2. Never buy based on color alone!

This is closely related to number one but it is important enough that it deserves its own mention. This is a very hotly debated topic but most trainers would say the highest chance of success based on color is black first then yellow lastly is chocolate. This is not a provable fact but is  simply an observation through over 20 years of training. The most important thing is pedigree, regardless of the color you choose. We have owned and trained great dogs of all three colors. We have also had duds of all three colors. Our best dogs had parents that were great hunters as well as hunt test and field trial champions. Winners produce winners.

3. Check out the facilities and insist on puppies with vet documented shot records.

A clean facility usually means your pup has been taken care of. Many breeders give their own shots but a vet record is worth it in the long run, insuring that everything has been properly done on time and documented. (We have learned this the hard way)

4. Pick the best socialized pup you can!

Confident dogs are the way to go.

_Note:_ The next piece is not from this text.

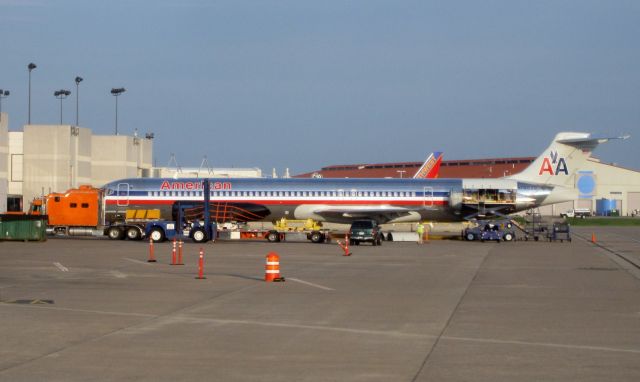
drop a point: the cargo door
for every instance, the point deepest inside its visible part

Your pup should have a high wagging tail and lots of energy. Make sure he likes birds and likes water. He should not be scared or timid. Curious is ok, but skittish is not. If all of the dogs in the litter seem a bit timid then pick another breeder!

5. Save your money

If you want a great dog in today’s economy (2014) the going rate for well bred labs is $1,300-$1,500 and up. The more field titles the more money. A $500 dog sounds like a good deal but well bred dogs with EIC , cnm, ofa, and eye clearances are generally more costly. The purchase cost is way less than the cost of training and the overall cost of ownership. Remember you get what you pay for!  It costs just as much to feed a bad dog as it does a good dog.